# choix iphone



## mathias12345 (20 Septembre 2018)

bonjour, j'avais un huawei qui a remplacé mon iphone 7 que j'ai vite regretté puisque au bout de 3 mois avec mon huawei je l'ai vendu pour 400€, si mon idée de départ était d'aller prendre l'iphone XR dans un magasin qui vend que du apple en donnant ces 400€ voir 500€ et payer le reste en 3 fois mais un tour à la fnac et chez mon opérateur m'ont peut être fait changer d'avis, en allant à la fnac j'ai vu qu'ils louaient des téléphones et chez mon opérateur j'ai vu qu'on pouvait donner une partie de l'argent + le reste en 4 fois et pas 3 fois comme dans le magasin apple

du coup si au départ pour moi c'était le XR et rien d'autre j'hésite

si je prend le XR :

-j'attend sa sortie ou début novembre et je met 400 ou 500€ + le reste en 3 fois comme j'ai dit et ça me fait 153€/mois ou 119€/mois si je met 500€

si je prend le X :

- il est déjà sorti si je le prend chez mon opérateur et que je met d'un coup 400€ + 4 mensualités ça me fait 157€/mois pendant 4 mois et 132€/mois si je met 500€ d'un coup

-à la fnac en le louant je paye dans les 50€/mois pendant 12 mois ou un peu moins si je fais pendant 24 mois assurance comprise

-dans le magasin en mettant 400 ou 500 209€/mois ou 176€/mois

si je prend le XS :
-chez mon opérateur et que je met 400€ d'un coup je paye 189€/mois ou 164€/mois en mettant 500€

-dans le magasin apple ça me ferait plus de 200€/mois

-à la fnac le prix à la location est à peu près le même que le X

sur le coup le X ou XS en location à la fnac m'a attiré mais quand je suis allé chez mon opérateur il m'a dit que 50€/mois de location c'était beaucoup, surtout ce qui m'a un peu refroidit pour la location c'est que finalement le téléphone m'appartient pas et a surement déjà servi à d'autres, du coup soit je prend le XR mais j'attend fin octobre début novembre soit je prend le X ou XS à l'achat ou à la location, vous en pensez quoi ? par rapport au téléphone et au prix qu'est-ce qui vaut plus le coup ?


----------



## melaure (20 Septembre 2018)

27 % des français ne peuvent plus manger de fruits et légumes tous les jours, ce que les journalistes ont oublier de dire, c'est que c'est probablement parce qu'ils dépensent trop en iPhone   

Es-tu sur de vouloir y mettre autant et de vivre à crédit si tu es limite niveau moyens ? En plus si tu attends un peu en économisant pour payer cash, tu verras si les produits ont des défauts de jeunesse et tu attendras la correction !


----------



## mathias12345 (20 Septembre 2018)

je suis pas limite je pourrais en prendre un en une fois mais je voulais voir celui qui vaut plus le coup et j'aime pas payer autant en 1 fois même si j'ai les moyens


----------



## melaure (20 Septembre 2018)

J'espère que les frais de crédit sont peu élevés. La location n'a aucun intérêt je trouve car tu finis par payer beaucoup plus cher.

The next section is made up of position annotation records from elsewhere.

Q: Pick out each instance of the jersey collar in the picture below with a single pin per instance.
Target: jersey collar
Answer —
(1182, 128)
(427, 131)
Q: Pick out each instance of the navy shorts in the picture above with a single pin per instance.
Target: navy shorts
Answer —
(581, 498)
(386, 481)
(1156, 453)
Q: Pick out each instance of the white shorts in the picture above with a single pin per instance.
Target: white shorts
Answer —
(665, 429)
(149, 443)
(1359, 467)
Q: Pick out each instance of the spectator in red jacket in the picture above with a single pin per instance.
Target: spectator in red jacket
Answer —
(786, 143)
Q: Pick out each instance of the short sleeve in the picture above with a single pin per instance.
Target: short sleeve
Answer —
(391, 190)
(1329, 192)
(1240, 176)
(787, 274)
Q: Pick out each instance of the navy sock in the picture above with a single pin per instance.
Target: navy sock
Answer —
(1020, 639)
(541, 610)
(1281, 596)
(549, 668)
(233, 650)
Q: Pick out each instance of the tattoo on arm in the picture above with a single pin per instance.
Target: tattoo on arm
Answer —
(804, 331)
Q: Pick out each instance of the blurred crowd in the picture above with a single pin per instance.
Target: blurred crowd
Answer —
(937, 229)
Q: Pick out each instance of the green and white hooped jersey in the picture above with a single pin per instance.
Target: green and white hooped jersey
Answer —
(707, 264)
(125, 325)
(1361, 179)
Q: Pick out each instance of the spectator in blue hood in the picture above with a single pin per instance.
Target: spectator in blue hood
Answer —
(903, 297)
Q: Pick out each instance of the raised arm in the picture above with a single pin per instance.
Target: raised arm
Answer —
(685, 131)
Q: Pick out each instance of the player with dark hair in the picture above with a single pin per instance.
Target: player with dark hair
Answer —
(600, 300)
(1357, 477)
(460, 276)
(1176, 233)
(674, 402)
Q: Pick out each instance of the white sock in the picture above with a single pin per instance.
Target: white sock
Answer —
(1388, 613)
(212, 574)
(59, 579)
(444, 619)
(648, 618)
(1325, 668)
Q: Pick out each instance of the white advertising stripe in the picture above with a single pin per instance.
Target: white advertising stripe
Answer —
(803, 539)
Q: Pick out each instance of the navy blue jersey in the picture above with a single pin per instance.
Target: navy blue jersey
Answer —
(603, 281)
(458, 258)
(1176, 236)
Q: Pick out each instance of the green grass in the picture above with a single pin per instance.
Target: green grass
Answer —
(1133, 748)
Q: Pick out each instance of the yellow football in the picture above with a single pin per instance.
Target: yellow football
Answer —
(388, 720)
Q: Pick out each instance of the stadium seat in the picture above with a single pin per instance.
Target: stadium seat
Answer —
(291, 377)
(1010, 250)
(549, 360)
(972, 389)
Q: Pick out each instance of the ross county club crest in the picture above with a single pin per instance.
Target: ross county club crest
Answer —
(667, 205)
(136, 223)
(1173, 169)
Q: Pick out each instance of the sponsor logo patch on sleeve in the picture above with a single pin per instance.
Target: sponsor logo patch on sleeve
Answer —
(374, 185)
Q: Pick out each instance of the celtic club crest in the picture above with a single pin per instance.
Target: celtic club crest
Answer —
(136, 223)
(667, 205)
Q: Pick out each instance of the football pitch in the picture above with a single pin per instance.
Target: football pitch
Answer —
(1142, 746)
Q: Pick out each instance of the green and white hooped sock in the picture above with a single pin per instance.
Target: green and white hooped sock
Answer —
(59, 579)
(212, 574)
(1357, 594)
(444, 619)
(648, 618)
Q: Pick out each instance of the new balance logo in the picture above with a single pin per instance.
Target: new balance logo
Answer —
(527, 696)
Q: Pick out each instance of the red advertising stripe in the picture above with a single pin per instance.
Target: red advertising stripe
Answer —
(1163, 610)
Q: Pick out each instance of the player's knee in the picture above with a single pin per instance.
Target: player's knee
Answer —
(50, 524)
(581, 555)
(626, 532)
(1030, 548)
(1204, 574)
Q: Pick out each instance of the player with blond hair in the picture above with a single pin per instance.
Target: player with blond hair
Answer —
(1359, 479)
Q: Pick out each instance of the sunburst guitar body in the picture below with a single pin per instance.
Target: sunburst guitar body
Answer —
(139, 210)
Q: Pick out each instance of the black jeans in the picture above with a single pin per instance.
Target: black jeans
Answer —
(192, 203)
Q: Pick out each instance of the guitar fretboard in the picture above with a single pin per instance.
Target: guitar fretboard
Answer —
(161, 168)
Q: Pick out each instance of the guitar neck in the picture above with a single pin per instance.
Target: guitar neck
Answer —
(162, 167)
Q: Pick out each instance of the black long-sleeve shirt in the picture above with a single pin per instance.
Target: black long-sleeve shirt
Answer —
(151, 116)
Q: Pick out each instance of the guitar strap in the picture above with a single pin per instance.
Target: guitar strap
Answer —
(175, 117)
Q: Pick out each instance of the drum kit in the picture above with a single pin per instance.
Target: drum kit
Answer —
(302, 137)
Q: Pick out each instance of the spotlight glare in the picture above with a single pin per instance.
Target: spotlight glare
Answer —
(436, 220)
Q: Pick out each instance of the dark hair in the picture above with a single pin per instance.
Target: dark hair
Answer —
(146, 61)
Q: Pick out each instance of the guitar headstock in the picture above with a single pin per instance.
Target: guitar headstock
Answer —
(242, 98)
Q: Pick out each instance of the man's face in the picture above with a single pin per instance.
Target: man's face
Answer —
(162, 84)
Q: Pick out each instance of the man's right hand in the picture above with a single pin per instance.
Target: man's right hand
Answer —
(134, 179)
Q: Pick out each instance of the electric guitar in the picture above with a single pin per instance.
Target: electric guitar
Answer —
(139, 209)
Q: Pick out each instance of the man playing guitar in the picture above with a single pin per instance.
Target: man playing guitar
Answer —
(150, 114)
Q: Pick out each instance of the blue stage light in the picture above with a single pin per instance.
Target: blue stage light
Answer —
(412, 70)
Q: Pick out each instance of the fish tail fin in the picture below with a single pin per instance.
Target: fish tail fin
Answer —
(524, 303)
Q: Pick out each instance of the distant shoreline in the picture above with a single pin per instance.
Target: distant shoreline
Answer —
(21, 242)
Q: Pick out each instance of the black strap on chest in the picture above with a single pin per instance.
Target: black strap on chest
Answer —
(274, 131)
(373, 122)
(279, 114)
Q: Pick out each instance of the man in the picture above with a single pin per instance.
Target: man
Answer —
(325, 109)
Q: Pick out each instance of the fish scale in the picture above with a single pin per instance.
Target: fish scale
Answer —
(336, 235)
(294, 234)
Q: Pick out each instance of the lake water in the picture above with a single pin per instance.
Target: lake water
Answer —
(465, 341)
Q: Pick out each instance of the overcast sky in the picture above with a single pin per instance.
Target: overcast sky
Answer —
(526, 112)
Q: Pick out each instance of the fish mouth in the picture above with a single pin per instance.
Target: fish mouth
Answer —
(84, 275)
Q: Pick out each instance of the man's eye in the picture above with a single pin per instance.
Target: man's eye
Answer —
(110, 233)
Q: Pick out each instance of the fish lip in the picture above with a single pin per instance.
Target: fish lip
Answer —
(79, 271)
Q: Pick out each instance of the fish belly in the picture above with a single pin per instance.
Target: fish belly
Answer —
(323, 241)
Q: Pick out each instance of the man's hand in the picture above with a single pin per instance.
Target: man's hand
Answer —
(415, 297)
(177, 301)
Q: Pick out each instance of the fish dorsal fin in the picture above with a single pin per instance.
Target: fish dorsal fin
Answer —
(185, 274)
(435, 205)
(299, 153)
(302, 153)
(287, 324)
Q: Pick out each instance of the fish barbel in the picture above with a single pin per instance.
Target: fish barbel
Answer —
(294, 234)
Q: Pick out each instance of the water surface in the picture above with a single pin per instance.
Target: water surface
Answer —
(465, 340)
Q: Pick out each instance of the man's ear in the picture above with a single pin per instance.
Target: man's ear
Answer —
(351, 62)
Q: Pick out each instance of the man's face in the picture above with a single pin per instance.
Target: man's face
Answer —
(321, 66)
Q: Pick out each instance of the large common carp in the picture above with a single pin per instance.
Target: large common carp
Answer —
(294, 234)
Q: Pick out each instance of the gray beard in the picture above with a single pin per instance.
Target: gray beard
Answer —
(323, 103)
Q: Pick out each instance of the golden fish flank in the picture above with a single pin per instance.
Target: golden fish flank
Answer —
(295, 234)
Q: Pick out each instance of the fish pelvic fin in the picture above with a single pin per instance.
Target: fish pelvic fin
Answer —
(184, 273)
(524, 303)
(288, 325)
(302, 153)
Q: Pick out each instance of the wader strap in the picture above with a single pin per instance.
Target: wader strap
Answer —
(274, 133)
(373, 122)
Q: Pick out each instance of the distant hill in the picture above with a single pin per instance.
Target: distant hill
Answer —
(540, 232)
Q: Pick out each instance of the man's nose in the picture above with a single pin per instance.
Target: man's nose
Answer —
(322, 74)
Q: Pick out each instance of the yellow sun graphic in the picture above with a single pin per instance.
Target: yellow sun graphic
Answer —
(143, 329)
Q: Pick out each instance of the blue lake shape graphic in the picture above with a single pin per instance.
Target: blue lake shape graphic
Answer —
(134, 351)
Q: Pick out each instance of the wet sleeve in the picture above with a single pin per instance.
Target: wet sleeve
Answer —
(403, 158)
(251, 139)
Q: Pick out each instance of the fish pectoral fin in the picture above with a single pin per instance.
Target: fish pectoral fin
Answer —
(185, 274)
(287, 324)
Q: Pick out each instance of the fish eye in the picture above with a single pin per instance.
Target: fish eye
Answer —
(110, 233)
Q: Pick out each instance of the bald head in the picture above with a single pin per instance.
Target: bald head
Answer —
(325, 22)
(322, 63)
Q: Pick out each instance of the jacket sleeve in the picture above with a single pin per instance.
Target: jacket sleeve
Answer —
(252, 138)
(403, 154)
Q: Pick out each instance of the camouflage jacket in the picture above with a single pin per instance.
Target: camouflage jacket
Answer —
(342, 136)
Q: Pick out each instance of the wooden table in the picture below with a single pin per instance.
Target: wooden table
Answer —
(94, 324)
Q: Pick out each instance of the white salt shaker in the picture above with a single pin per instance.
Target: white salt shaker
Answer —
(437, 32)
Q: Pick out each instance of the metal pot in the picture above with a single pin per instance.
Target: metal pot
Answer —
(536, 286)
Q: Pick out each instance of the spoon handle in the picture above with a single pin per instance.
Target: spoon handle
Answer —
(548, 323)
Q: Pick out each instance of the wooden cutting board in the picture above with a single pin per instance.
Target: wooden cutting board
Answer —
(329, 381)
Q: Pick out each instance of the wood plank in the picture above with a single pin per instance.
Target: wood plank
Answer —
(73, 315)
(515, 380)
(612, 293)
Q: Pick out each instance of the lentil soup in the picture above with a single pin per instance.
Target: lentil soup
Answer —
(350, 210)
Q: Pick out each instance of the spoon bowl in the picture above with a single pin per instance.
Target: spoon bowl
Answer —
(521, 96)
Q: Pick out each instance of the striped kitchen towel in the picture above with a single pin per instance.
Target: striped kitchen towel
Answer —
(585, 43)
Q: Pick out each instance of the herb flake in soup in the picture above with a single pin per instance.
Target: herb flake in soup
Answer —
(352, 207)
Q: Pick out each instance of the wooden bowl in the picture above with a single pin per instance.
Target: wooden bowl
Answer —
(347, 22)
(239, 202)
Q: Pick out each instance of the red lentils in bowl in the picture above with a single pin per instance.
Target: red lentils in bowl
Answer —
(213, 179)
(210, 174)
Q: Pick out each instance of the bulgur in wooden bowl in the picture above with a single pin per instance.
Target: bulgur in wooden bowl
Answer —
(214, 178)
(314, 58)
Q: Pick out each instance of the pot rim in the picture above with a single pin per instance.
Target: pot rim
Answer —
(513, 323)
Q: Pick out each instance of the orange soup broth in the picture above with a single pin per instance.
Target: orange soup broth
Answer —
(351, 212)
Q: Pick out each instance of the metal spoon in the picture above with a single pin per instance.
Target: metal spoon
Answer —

Tu peux le prendre chez ton opérateur s'il le fait un tout petit peu moins cher (c'était le cas pour le mien chez Sosh il y a 4 ans).

Le XS 256 Go vaut 1329 euros chez Apple, Sosh te le fais à 1299, avec 4 fois sans frais (324,75 pendant 4 mois) ... a voir ...  (sinon 1129 au lieu de 1159 pour le 64 Go).


----------



## mathias12345 (20 Septembre 2018)

je prend jamais de 256 Go je prend que le minimum ça me suffit, il y a vraiment aucune différence entre le X et XS ? j'avais pas fait attention mais la location en 24 mois coute plus cher que le téléphone, payer plus cher pour un téléphone que je pourrai pas revendre ça sert à rien


----------



## Deleted member 18124 (22 Septembre 2018)

Que tu prennes le X, le XR ou le XS, le résultat est le même. Plus le téléphone est cher, plus ça te fait à mettre au bout de tes 400/500 euros de départ. Après, c'est à toi de voir en fonction de tes moyens et envies.

La location à 50 euros par mois, ça fait 600 euros sur l'année, donc plus de la moitié du prix du téléphone (version la moins chère) - X, XR ou XS - pour un truc qui ne t'appartient pas. LOL, quoi.

C'est un avis qui n'engage que moi mais la baisse de prix de l'iPhone X n'est pas suffisante (pour un téléphone qui coûte plus de 1000 euros) pour que ça vaille le coup de se rabattre sur ce modèle.


----------



## mathias12345 (22 Septembre 2018)

Himeji a dit:


> Que tu prennes le X, le XR ou le XS, le résultat est le même. Plus le téléphone est cher, plus ça te fait à mettre au bout de tes 400/500 euros de départ. Après, c'est à toi de voir en fonction de tes moyens et envies.
> 
> La location à 50 euros par mois, ça fait 600 euros sur l'année, donc plus de la moitié du prix du téléphone (version la moins chère) - X, XR ou XS - pour un truc qui ne t'appartient pas. LOL, quoi.
> 
> C'est un avis qui n'engage que moi mais la baisse de prix de l'iPhone X n'est pas suffisante (pour un téléphone qui coûte plus de 1000 euros) pour que ça vaille le coup de se rabattre sur ce modèle.



Si le prix par mois de la location m'a attiré sur le coup c'est toujours le fait que le téléphone m'appartient pas qui me bloque un peu, je préfère l'acheter finalement, je suis allé voir le magasin Apple hier (anciennement nommé Itribu pour ceux qui connaissent) et le vendeur m'a dit comme toi la différence de prix entre le X et XR même avec la baisse du prix du X justifie pas que je prenne le plus cher, j'ai aussi demandé même si la première fois on me l'a pas dit je m'en doutais je dois donner la partie que je veux + une mensualité donc après il me restera que 2 mensualité à donner, avec 500€ ça me fait 119 par mois donc 619 d un coup j'ai les moyens ça va piquer mais je vais faire comme ça pour le XR à sa sortie


----------